The previous service used systemd's StateDirectory configuration to
ensure multiple instances referred to the same file on
disk. Adjusting the connection information here is another case
where some of the defaults of the framework kick in and things
actually feel like they get simpler. If the systemd service file is
this (StandardInput=socket is
the inetd
compatibility option):
[Unit]
Description=demo java server %i
Requires=demo@%i.socket
[Service]
DynamicUser=true
PrivateNetwork=yes
StateDirectory=wsgi-demo
StandardInput=socket
Environment="SPRING_DATASOURCE_URL=jdbc:sqlite:%S/wsgi-demo/requests.db?journal_mode=WAL&foreign_keys=true&cache_size=10000&temp_store=MEMORY&synchronous=NORMAL&busy_timeout=10000"
ExecStart=mvn spring-boot:run
Admittedly, a little hairy for putting the full connection string into an environment variable. Also I wouldn't normally use maven to run a real application but you'll forgive me a few shortcuts.
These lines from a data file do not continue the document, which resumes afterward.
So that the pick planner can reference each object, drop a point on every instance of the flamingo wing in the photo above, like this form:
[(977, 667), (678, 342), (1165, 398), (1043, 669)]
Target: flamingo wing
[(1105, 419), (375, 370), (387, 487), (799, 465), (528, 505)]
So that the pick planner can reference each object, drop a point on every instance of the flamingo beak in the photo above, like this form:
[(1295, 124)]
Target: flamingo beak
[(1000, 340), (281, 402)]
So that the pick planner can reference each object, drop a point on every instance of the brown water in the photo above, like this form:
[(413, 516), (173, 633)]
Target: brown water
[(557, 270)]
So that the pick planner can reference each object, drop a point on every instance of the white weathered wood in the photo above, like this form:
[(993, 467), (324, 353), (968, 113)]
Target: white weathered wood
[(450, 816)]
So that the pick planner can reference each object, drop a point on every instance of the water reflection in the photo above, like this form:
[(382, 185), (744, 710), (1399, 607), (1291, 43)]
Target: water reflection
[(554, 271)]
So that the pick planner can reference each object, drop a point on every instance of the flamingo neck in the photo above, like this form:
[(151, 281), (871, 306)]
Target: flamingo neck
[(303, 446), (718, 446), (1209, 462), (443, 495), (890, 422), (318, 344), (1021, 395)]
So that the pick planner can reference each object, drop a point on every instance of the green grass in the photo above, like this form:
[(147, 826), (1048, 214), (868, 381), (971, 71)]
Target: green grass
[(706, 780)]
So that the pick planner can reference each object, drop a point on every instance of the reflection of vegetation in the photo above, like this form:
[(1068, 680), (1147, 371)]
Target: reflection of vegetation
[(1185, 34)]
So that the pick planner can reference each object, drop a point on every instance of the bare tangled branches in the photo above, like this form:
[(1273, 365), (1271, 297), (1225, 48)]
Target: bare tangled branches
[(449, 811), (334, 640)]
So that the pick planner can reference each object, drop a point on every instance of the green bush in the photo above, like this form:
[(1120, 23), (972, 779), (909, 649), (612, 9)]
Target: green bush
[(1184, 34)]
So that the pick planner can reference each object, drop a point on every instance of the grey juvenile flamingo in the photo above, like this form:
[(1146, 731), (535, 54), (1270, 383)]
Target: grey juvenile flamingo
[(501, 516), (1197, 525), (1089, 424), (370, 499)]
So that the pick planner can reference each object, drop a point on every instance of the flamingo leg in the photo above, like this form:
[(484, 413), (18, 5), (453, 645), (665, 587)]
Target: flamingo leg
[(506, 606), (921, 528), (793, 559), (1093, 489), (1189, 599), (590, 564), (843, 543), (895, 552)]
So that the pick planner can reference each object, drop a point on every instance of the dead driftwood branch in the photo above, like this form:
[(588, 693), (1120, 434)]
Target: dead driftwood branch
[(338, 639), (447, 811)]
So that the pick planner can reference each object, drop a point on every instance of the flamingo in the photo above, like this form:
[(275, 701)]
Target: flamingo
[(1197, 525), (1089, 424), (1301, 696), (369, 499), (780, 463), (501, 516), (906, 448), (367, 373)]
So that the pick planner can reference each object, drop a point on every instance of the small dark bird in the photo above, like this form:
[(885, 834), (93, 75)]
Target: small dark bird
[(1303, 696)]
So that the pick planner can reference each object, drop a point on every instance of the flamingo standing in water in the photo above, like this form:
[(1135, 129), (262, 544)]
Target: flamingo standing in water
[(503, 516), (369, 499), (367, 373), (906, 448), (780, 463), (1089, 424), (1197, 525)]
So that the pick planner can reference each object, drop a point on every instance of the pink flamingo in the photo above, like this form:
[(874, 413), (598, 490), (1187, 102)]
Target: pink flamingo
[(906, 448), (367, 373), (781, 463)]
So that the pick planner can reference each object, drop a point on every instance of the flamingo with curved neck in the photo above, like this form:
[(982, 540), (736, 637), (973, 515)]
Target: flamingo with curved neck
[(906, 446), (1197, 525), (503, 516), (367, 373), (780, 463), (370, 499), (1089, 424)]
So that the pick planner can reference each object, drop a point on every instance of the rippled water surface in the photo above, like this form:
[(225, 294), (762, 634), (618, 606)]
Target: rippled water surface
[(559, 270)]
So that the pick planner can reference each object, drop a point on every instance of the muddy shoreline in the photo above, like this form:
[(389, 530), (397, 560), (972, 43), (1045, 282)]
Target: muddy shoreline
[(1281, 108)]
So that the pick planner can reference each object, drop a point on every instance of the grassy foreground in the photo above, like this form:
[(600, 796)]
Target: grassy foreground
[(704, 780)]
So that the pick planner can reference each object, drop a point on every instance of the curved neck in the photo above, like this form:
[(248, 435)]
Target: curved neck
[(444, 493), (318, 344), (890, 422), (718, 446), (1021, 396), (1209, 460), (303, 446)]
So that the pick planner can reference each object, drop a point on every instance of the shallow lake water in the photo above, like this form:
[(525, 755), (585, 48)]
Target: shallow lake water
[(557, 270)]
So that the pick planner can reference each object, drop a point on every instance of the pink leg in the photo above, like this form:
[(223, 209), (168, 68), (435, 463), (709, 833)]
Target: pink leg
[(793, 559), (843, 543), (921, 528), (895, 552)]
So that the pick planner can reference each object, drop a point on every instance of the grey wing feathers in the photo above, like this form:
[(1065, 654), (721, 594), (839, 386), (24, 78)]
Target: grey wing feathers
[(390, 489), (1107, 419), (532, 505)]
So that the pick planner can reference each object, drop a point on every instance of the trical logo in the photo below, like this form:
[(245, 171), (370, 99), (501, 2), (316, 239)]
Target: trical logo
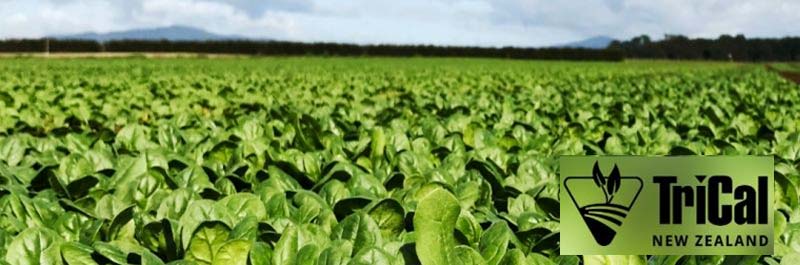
[(677, 205), (604, 211)]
The application simplifies through the use of Spring's property/value annotation:
@Configuration class DataSourceConfig { @Bean public DataSource dataSource(@Value("${spring.datasource.url}") String url) { return DataSourceBuilder .create() .driverClassName("org.sqlite.JDBC") .url(url) .build(); } }
Assuming the above service is run from a systemd socket on an alternate port from the previous Python application (8080), an HAProxy configuration to integrate the two and route between them can be as simple as:
global
maxconn 2000
log /dev/log local0
user haproxy
group haproxy
stats socket /run/admin.sock user haproxy group haproxy mode 660 level admin
defaults
timeout connect 10s
timeout client 30s
timeout server 30s
log global
mode http
option httplog
frontend ingress
bind *:80
acl is_count path_beg /count
use_backend java_backend if is_count
use_backend python_backend
backend java_backend
server app2 127.0.0.1:8081
backend python_backend
server app1 127.0.0.1:8080
In practice I think it more likely I'd use a more general route prefix, subdomain, or header but they're all approximately as much work so this will have to be demonstration enough.
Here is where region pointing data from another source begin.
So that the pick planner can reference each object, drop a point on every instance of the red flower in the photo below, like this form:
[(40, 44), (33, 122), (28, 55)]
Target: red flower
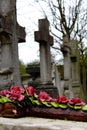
[(43, 96), (62, 99), (76, 101), (30, 91), (5, 93), (17, 93)]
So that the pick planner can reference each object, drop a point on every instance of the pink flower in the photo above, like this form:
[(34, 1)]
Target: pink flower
[(62, 99), (5, 93), (30, 91), (43, 96), (76, 101), (17, 93)]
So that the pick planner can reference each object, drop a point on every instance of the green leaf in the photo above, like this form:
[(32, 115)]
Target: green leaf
[(46, 104), (84, 108), (63, 106), (4, 99), (76, 107), (37, 102), (55, 104), (32, 100), (71, 106)]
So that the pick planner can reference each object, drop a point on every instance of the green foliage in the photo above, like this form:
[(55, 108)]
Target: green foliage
[(22, 68)]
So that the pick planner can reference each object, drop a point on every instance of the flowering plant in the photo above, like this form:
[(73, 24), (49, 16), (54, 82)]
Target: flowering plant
[(28, 97)]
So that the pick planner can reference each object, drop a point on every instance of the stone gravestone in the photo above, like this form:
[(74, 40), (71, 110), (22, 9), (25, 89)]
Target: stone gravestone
[(10, 34), (45, 41), (75, 71), (67, 67), (71, 67)]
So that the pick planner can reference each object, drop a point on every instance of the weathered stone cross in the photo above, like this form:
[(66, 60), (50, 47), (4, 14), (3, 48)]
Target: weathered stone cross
[(45, 41)]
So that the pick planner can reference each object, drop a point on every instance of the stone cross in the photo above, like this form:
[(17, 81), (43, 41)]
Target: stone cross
[(10, 34), (75, 71), (67, 67), (46, 40)]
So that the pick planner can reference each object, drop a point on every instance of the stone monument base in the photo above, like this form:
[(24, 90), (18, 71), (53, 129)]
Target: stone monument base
[(49, 88)]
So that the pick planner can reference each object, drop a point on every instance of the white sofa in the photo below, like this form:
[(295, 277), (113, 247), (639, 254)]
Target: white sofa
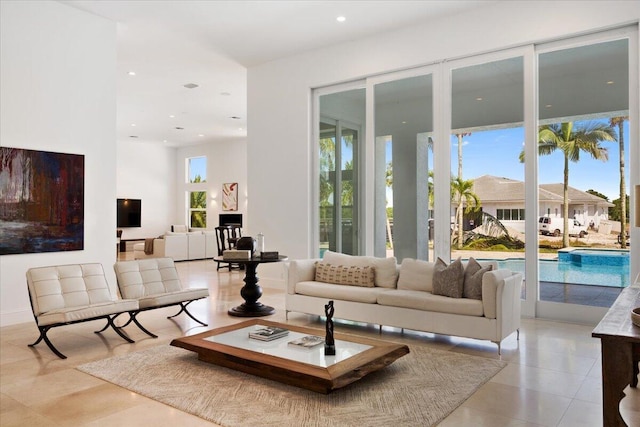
[(180, 245), (402, 296)]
I kept thinking I was going to hit some snag but instead I've got a working spring boot application reading a SQLite database and serving HTTP requests all in about a screenful of code. It is socket activated and integrated into systemd's service management without much fanfare. The performance is also much better than an analogous python service without any real work towards it.
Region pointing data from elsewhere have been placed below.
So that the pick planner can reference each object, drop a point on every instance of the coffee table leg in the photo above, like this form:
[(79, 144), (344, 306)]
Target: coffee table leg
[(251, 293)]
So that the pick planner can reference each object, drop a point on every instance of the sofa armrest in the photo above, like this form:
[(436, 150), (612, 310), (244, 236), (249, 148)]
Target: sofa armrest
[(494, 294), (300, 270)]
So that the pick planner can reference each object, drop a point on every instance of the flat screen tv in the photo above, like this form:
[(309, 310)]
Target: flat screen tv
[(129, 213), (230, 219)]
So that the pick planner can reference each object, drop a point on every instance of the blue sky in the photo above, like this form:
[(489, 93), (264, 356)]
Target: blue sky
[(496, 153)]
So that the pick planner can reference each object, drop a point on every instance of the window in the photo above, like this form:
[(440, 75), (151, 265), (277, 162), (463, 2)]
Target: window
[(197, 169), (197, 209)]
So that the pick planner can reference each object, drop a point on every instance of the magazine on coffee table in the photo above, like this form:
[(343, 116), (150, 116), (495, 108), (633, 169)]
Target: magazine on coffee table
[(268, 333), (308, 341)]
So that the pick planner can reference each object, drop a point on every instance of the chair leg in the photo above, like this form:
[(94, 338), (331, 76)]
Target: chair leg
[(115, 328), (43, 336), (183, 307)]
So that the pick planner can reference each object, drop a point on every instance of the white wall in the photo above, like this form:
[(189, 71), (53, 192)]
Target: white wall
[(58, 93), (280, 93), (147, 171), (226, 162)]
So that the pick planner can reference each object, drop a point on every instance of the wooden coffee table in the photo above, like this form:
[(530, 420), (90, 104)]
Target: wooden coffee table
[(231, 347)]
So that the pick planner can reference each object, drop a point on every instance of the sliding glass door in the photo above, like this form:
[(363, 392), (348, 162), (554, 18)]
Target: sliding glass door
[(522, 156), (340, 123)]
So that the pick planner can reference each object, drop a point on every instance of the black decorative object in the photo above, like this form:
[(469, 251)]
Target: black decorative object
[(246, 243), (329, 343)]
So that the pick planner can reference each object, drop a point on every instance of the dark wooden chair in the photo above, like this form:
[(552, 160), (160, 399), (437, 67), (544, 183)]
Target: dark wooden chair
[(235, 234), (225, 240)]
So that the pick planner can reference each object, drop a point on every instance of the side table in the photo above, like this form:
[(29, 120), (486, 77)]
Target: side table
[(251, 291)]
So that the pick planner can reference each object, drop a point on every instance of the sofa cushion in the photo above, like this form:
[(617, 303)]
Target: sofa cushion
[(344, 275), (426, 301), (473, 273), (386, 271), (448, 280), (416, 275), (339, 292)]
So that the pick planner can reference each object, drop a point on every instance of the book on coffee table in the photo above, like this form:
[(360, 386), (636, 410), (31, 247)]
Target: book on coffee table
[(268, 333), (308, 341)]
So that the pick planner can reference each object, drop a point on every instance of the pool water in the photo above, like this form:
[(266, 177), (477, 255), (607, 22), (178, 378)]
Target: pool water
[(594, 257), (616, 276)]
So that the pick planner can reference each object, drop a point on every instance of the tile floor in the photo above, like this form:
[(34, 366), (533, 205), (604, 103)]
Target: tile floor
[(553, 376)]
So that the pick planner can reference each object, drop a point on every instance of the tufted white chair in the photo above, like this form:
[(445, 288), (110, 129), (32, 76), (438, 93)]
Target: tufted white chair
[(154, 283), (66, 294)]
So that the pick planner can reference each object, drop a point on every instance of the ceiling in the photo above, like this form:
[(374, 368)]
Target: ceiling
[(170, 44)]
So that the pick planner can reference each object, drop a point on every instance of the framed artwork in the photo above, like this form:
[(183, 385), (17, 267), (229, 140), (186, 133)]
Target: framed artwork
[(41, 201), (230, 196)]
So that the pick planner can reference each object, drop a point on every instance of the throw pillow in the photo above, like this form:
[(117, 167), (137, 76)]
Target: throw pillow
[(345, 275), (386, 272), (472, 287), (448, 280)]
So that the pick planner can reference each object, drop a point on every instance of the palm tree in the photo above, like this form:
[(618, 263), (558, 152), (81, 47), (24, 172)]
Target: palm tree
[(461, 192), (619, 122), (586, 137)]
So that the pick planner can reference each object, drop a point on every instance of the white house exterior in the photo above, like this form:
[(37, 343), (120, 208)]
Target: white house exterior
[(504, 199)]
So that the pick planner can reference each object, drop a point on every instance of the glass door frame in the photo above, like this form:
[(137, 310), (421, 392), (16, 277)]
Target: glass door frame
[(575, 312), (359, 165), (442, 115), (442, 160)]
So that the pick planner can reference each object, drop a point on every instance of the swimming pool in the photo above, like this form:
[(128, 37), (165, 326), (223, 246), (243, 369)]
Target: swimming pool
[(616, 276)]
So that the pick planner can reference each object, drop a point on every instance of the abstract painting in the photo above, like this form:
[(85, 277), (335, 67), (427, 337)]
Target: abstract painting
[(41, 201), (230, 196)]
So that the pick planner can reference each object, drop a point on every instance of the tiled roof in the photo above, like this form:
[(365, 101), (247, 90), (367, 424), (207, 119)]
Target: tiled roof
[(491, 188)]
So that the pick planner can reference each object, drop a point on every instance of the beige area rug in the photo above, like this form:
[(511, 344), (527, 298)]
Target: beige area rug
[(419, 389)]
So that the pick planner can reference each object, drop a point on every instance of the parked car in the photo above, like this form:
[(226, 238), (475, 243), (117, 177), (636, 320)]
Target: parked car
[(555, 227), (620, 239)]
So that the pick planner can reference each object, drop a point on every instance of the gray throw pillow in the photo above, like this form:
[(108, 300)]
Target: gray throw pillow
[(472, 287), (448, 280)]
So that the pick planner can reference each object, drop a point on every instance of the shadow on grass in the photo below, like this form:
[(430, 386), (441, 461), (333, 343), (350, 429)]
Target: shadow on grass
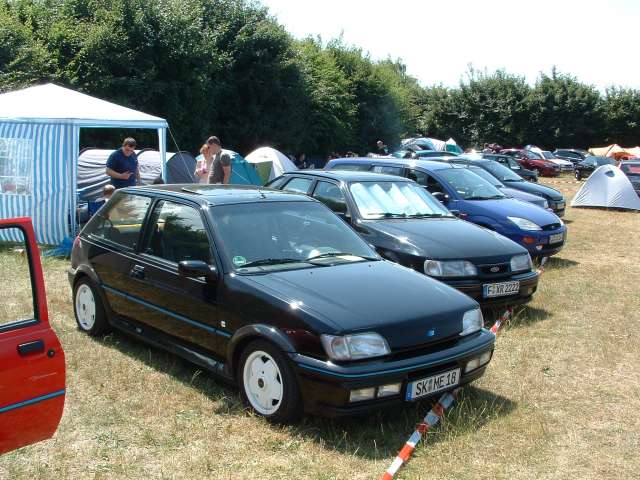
[(381, 434), (559, 263), (377, 435)]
The last thing that I haven't figured out yet is how to integrate
systemd readiness notifications into the service management. I think
that might be the last lingering piece before I've got a solid story
around zero-downtime
upgrades.
the final application in full
package com.nprescott.singlefilespring;
import org.springframework.beans.factory.annotation.Value;
import org.springframework.boot.SpringApplication;
import org.springframework.boot.autoconfigure.SpringBootApplication;
import org.springframework.boot.jdbc.DataSourceBuilder;
import org.springframework.boot.web.embedded.tomcat.TomcatServletWebServerFactory;
import org.springframework.boot.web.server.WebServerFactoryCustomizer;
import org.springframework.context.annotation.Bean;
import org.springframework.context.annotation.Configuration;
import org.springframework.jdbc.core.simple.JdbcClient;
import org.springframework.web.bind.annotation.RequestMapping;
import org.springframework.web.bind.annotation.RestController;
import javax.sql.DataSource;
@SpringBootApplication
public class SingleFileSpringApplication {
static void main(String[] args) {
SpringApplication.run(SingleFileSpringApplication.class, args);
}
}
@Configuration
class DataSourceConfig {
@Bean
public DataSource dataSource(@Value("${spring.datasource.url}") String url) {
return DataSourceBuilder
.create()
.driverClassName("org.sqlite.JDBC")
.url(url)
.build();
}
}
@Configuration
class SystemdSocketActivationConfig {
@Bean
public WebServerFactoryCustomizer<TomcatServletWebServerFactory> useInheritedChannel() {
return factory -> factory.addConnectorCustomizers(connector ->
connector.setProperty("useInheritedChannel", "true")
);
}
}
@RestController
class CountController {
private final JdbcClient jdbcClient;
public CountController(JdbcClient jdbcClient) {
this.jdbcClient = jdbcClient;
}
@RequestMapping("/count")
public Integer countRequests() {
return jdbcClient.sql(
"select count(*) from requests"
)
.query(Integer.class)
.single();
}
}